Anılan hükümlerin birlikte değerlendirilmesinden, bir işyerinin tesis ve tertiplerinde, çalışma yöntem ve şekillerinde, makine ve cihazlarında işçilerin yaşamı için tehlikeli olan bir hususun bulunması halinde, bu tehlike giderilinceye kadar işyerlerinin iş sağlığı ve güvenliği yönünden denetlenmesinin, işçi sağlık ve iş güvenliği bakımından tehlike gösteren veya ağır ve tehlikeli işlerin yapıldığı ya da mevzuat hükümlerine uyulmamasının alışkanlık haline getirildiği işyerlerinde daha sık aralıklarla yapılması gerektiği; bünyesinde zararlı tozların bulunduğu işyerlerinde çalışan işçilerin sağlığı bakımından bu işyerlerinin özellikle ve öncelikle denetlenmesi gerekirken, bu nitelikteki işyerlerinin etkin bir şekilde denetlenmemesi veya denetlenmesine rağmen yasal yaptırımların uygulanmaması nedeniyle işçilerin zarar görmelerine neden olunmasının Çalışma ve Sosyal Güvenlik Bakanlığı İş Teftiş Kurulu bakımından bir hizmet kusuru sayılacağı sonucuna varılmaktadır.

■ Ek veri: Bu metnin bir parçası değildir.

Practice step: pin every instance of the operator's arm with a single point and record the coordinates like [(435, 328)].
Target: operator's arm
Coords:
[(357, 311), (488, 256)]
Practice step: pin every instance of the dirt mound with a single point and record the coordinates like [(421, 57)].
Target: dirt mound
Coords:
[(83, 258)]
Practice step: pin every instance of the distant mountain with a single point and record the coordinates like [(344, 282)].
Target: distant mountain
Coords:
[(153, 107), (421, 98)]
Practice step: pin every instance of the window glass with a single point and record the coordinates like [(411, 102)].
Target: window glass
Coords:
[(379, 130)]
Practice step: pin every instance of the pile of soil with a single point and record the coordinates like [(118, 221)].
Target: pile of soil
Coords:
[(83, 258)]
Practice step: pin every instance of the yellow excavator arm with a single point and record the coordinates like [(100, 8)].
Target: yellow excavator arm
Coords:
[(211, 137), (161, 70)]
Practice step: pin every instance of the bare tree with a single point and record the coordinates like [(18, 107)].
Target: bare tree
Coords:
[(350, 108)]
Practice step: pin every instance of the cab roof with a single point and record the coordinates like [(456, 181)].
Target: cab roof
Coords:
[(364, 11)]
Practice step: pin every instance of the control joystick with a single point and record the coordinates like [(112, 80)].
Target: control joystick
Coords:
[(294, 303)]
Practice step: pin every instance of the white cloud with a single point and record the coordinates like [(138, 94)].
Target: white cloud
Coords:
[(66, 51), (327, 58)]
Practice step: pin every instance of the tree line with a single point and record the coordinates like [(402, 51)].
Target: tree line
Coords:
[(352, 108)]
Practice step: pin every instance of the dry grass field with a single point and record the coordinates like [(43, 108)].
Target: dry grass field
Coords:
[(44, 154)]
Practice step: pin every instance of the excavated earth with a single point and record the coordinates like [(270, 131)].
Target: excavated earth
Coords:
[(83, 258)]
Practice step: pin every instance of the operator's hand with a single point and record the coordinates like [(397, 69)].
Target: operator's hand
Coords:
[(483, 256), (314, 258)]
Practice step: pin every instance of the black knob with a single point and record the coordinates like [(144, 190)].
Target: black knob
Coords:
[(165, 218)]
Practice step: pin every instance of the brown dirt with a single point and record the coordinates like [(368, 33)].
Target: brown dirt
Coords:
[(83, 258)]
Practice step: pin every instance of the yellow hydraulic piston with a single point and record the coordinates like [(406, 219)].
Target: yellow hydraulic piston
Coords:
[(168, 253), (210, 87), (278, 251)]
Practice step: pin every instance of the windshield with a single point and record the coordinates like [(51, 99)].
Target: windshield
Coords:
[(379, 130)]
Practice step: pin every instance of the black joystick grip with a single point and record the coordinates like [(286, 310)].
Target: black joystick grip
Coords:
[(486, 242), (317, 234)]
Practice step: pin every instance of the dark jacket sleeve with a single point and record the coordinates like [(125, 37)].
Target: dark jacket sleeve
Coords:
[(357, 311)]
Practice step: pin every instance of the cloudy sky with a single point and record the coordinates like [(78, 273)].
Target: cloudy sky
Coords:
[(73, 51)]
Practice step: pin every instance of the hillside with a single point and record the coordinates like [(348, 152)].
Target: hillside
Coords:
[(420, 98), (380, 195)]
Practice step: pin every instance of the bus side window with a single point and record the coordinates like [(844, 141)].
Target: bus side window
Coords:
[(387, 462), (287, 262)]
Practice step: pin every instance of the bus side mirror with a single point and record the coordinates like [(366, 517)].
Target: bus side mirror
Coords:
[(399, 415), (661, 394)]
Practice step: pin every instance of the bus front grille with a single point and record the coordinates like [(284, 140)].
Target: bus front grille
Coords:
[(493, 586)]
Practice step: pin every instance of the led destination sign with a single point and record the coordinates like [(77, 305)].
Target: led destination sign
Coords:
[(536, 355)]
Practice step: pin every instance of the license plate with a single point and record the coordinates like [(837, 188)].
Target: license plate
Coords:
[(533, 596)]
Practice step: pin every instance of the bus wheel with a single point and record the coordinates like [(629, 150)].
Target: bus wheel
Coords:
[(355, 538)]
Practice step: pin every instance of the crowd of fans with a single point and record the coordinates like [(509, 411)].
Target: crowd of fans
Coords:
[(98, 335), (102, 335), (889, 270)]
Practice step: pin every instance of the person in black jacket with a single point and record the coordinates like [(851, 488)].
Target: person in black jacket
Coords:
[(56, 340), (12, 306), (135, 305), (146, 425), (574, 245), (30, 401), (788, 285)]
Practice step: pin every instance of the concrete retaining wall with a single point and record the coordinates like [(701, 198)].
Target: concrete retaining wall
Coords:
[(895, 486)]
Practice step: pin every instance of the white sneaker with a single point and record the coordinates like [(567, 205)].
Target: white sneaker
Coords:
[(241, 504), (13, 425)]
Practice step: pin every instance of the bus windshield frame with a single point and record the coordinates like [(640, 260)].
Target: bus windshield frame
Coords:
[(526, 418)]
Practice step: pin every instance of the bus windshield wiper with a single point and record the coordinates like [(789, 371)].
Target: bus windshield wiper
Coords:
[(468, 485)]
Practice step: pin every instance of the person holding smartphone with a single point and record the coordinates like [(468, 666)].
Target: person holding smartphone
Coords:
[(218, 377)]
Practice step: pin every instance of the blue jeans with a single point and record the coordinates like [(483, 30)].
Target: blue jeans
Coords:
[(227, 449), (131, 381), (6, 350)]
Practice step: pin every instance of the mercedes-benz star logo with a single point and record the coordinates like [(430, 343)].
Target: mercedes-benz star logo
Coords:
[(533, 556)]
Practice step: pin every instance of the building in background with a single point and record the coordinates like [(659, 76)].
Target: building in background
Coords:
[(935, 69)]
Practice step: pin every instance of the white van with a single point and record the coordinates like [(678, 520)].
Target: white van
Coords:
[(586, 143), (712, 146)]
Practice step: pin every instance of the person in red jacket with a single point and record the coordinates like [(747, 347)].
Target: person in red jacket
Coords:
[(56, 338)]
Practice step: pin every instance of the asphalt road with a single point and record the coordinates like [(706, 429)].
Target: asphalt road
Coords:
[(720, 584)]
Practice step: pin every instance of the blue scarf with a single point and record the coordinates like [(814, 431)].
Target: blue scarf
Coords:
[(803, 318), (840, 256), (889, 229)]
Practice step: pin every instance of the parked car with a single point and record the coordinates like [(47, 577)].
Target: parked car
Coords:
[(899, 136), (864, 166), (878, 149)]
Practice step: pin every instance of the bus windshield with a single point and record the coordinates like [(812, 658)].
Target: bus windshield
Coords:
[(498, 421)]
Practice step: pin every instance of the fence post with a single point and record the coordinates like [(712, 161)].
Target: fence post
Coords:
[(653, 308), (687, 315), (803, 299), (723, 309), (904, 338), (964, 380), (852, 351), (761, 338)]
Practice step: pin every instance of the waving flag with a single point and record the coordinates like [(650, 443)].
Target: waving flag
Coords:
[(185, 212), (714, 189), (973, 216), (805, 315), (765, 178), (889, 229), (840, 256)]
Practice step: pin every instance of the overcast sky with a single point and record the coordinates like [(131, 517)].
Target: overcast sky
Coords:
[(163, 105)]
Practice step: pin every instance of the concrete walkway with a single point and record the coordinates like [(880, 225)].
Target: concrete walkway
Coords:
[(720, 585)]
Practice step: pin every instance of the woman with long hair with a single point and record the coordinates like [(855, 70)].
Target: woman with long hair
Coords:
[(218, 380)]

İş Teftiş Tüzüğü ve Çalışma ve Sosyal Güvenlik Bakanlığı İş Teftiş Kurulu Yönetmeliği uyarınca teftiş programını hazırlayarak Başkanlığa göndermek ve Bakanca onaylanan programların uygulanmasını sağlamakla görevli bulunan İş Teftiş Kurulu …Grup Başkanı …’nın; tekstil sektöründe kotların beyazlatılması ve eskitilmiş görünümünün verilmesi için yüksek oranda silisyum içeren kumun kuru hava kompresörleriyle kotların yüzeylerine püskürtülerek aşındırılması işlemi olarak ifade edilen kumla kot yıkama (kum rodeo) işini yapan şikayetçi …’nın çalıştığı … Tekstil Kumlama Yıkama Tekstil Kumlama Ltd.Şti., …Tekstil Boya Apre Yıkama ve Petrol Ürünleri Sanayi ve Ticaret Ltd.Şti ve …’ya ait işyerlerini işçi sağlığı ve iş güvenliği yönünden denetim kapsamına almamak veya etkin bir şekilde denetlettirmemek suretiyle adı geçenin silikozis hastalığına yakalanmasına neden olduğu, bu nedenle …’ya isnat edilen eylemin, hakkında soruşturma yapılmasını gerektirecek nitelikte bulunduğu anlaşıldığından, itirazın kabulüyle Çalışma ve Sosyal Güvenlik Bakanının … tarih ve … sayılı soruşturma izni verilmemesine ilişkin kararının kaldırılmasına, dosyanın … Cumhuriyet Başsavcılığına, kararın birer örneğinin Çalışma ve Sosyal Güvenlik Bakanlığı ile itiraz eden vekiline gönderilmesine 27.10.2010 tarihinde oyçokluğuyla karar verildi.

(X) K A R Ş I O Y :

Anayasanın 65 inci maddesinde, devletin, sosyal ve ekonomik alanlarda Anayasa ile belirlenen görevlerini, bu görevlerin amaçlarına uygun öncelikleri gözeterek mali kaynaklarının yeterliliği ölçüsünde yerine getireceği; 5521 sayılı İş Mahkemeleri Kanununun 1 inci maddesinde, iş Kanununa göre işçi sayılan kimselerle işveren veya işveren vekilleri arasında iş akdinden veya İş Kanununa dayanan her türlü hak iddialarından doğan hukuk uyuşmazlıklarının çözülmesi ile görevli olarak lüzum görülen yerlerde iş mahkemeleri kurulduğu; 4857 sayılı İş Kanununun 77 nci maddesinde, işverenlerin işyerlerinde iş sağlığı ve güvenliğinin sağlanması için gerekli her türlü önlemi almak, araç ve gereçleri noksansız bulundurmak, işçilerin de iş sağlığı ve güvenliği konusunda alınan her türlü önleme uymakla yükümlü oldukları, Çalışma ve Sosyal Güvenlik Bakanlığı İş Teftiş Kurulu Yönetmeliğinin 11 inci maddesinde ise, iş teftiş grup başkanlarının görevinin teftiş programını hazırlayarak Başkanlığa göndermek ve Bakanca onaylanan programların uygulanmasını sağlamaktan ibaret olduğu hükme bağlanmıştır.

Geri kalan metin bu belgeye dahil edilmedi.